Может, он был писаным сказочным красавцем — крупным, с алым или малиновым гребешком, рыжими крыльями, оранжевыми шпорами, острым, чуть загнутым, как у стервятника, клювом. А может, наоборот, мелким, невзрачным замухрышкой какого-нибудь грязного оттенка. Бывало, вроде мелькнет за кустами или поблизости от курятника, но толком и не разглядишь, такой шустрый. Прямо партизан какой-то. Однажды, впрочем, кто-то видел большую тень птицы на ветке яблони недалеко от курятника, но был ли это он или кто другой, трудно ручаться.
Кукарекал он не только по утрам, но и днем, и вечером, и даже ночью. То ли слишком возбудимым был, то ли нарушение в психике, отчего он воспринимал любое время суток как утро, когда ему заступать на вахту. Вот только связки у него не выдерживали такой сверхнормативной нагрузки. Децибелов, правда, хватало, к тому же он очень старался, а вот звонкости и первозданной чистоты звука — увы и ах.
Кур он топтал тоже добросовестно, и те так же добросовестно неслись. То и дело на участке соседей раздавалось заполошное квохтанье. Яйца же все были образцовые, как на подбор — крупные, белые, с благородной мраморной крошкой на скорлупе… Желток яркий, упругий, всем желткам желток, словно специально раскрашенный. Соседям перепадало отведать. Действительно вкусные. Так что претензии по поводу голосовых данных нашего героя сразу представлялись неуместными.
Клава, хозяйка, была счастлива — так ей это нравилось, ну что куры и все такое… Вроде бы родилась и живет в городе, а душа никак не отстанет от детских впечатлений, когда гостила у бабушки в деревне под Торжком.
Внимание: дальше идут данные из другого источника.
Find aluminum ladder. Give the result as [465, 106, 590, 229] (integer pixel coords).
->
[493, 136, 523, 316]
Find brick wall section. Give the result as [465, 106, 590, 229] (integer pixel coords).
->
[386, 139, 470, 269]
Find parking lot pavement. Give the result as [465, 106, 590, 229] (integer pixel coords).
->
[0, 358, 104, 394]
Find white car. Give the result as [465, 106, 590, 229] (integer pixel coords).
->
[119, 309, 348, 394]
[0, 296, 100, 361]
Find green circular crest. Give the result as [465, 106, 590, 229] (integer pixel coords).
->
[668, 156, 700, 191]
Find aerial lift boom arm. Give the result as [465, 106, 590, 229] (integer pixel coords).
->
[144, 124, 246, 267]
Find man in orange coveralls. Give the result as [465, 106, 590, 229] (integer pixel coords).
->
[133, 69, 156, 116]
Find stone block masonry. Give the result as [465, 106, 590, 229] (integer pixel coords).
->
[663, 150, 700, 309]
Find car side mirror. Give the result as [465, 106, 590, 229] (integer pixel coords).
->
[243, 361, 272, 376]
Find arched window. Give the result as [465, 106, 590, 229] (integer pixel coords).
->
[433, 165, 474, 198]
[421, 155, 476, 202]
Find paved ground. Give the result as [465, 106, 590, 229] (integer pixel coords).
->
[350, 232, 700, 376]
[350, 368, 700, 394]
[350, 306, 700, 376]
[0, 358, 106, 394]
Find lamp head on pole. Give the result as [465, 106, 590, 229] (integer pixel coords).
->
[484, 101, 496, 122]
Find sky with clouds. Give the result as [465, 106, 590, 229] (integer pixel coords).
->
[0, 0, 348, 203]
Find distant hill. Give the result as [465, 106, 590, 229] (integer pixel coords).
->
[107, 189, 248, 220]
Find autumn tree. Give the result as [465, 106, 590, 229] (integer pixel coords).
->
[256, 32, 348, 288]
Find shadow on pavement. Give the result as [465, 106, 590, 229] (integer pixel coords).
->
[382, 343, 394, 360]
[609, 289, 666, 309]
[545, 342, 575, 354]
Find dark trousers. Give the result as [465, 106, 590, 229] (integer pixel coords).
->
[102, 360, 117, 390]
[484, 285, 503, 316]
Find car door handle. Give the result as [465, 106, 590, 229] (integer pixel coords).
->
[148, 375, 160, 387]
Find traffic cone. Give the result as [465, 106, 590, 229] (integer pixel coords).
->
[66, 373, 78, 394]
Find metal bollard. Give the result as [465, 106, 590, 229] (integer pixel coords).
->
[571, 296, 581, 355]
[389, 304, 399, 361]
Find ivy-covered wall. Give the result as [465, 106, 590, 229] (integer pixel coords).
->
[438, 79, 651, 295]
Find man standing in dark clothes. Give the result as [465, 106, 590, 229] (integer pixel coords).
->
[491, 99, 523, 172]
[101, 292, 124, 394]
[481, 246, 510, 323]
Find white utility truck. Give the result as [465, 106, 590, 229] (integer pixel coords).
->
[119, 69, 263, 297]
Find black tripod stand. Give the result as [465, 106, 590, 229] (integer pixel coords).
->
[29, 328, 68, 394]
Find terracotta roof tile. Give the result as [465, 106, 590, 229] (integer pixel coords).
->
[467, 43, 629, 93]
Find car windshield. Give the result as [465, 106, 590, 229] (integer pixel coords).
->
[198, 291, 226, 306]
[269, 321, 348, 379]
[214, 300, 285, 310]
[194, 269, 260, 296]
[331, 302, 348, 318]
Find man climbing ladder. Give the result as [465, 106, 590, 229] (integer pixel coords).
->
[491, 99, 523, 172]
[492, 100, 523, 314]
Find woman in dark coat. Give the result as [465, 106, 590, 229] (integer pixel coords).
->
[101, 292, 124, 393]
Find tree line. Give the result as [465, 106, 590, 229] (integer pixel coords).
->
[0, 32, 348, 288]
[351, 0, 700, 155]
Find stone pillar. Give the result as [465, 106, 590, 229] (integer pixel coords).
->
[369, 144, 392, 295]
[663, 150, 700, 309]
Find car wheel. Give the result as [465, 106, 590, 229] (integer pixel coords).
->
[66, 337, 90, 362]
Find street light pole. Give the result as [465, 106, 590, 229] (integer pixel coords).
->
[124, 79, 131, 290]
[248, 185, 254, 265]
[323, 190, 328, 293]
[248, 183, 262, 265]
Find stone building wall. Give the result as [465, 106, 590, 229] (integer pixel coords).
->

Какая живность там только не водилась (любила вспоминать) — куры, кролики, свинья, козы… Она и фотографии показывала тех лет: пухленькая кудрявенькая девчушка с большими, широко распахнутыми глазами сидит на скамейке с курицей на коленях. Куры за ней табунком ходили — так к ней прикипели. Цыплят, можно сказать, своими руками выхаживала. Опять же фотография: она, в светлом ситцевом платьице, босая, раскинулась на выгоревшей от солнца травке, а вокруг и даже на животе у нее копошатся желтые комочки.
В последние годы о том только и мечтала: выйдет на пенсию и сразу займется разведением всякой живности. Ей вообще хотелось переселиться сюда, на природу, и не только на лето. Собирались на пенсии круглый год здесь жить, печку топить, зимой время от времени наведывались — не смущало их, что безлюдно, сугробы — ни пройти, ни проехать. Добирались, однако. Сами треть улицы разгребали от снега, не ленились, а надо, и грейдер могли привлечь.
«Что вы, зимой здесь замечательно, тишина такая, словно одни в целом мире, а дышится как! — делилась Клава, и зеленоватые глаза ее влажнели. — Выйдешь вечером из натопленного дома на мороз, воздух аж звенит, звезды мерцают, как льдинки, голова кружится, словно вина выпила».